Tegucigalpa is teh capital of Honduras. Ringed by forested hills in a highland valley, sprawling Tegucigalpa enjoys a relatively fresh, mild climate and a spectacular setting. It’s a bustling and dynamic place. It’s a fascinating place, with some good museums, restaurants and the air of a place on the up. Keep your ear to the ground and you’ll discover a dynamic young urban scene led by emerging artists, musicians, DJs and designers.
Best Time to Visit
The dry season along the Caribbean coast lasts from February to June which is generally the best time to visit, with the coolest time of the year being the months from November to February.
Top Places to Visit in Tegucigalpa
1. Iglesia Los Dolores
This striking church, which dominates an otherwise unremarkable plaza, has some attractive religious art. Its facade contains figures representing the Passion of Christ – his unseamed cloak, the rooster that crowed three times – all crowned by the more indigenous symbol of the sun.
2. Basílica de Suyapa
The most important church in Tegucigalpa – and therefore in Honduras – is the Gothic Basílica de Suyapa. La Virgen de Suyapa is the patron saint of Honduras; in 1982 a papal decree made her the patron saint of all Central America. Construction of the basilica, which is famous for its large stained-glass windows, began in 1954; finishing touches were still being added when we visited.

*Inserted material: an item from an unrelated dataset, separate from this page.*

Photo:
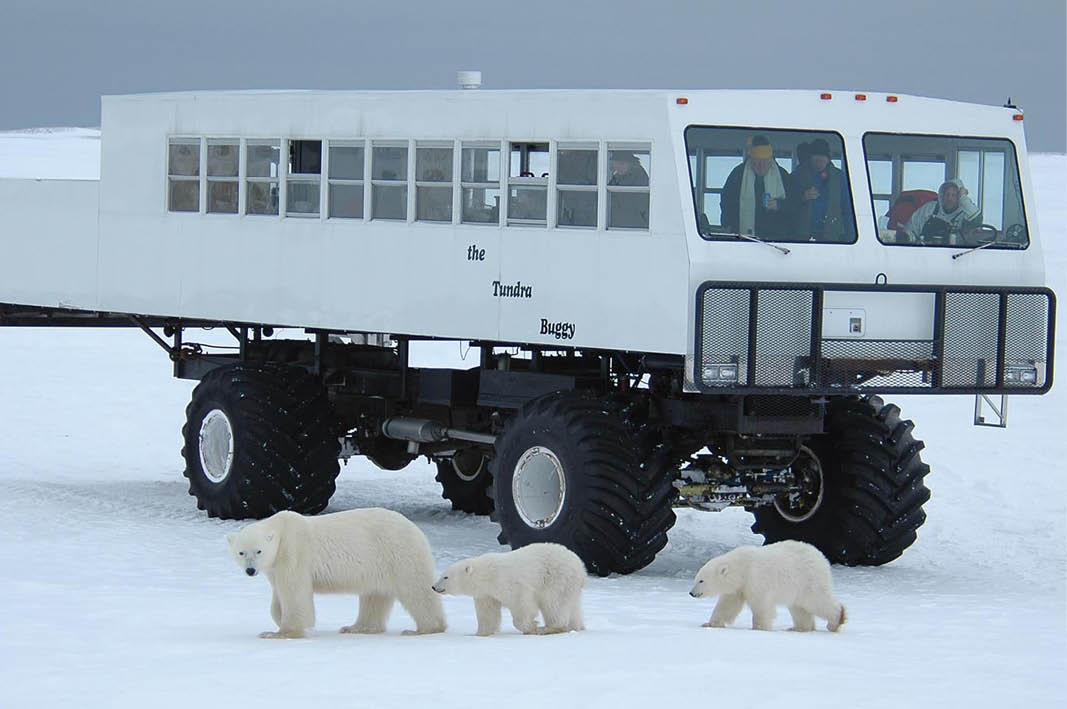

3. Centro de la Cultura Garinagu de Honduras
It’s well worth dropping by this cultural center, situated right on the Parque Morazán, which has handicrafts, clothing and tools on display, as well as a library and information about the Garifuna people. Employees will also be able to tell you where you can see Garifuna dance troupes performing their incredibly athletic and sensual dance moves.
4. Museo del Hombre
Located in a beautiful colonial-era structure, the Museo del Hombre displays mostly contemporary Honduran art, much of which fuses Spanish religious motifs with those from Honduras’ indigenous cultures.
5. Museo para la Identidad Nacional
The capital’s finest museum is housed in an expertly renovated 19th-century edifice, the former Palace of Ministries. It provides a superb, comprehensive overview of the nation’s history and identity through a series of modern exhibits. Displays are in Spanish, but free guided tours in English are given four times a day. The masterstroke is a 3D-film tour of the Copán ruins (L35), shown four times per day.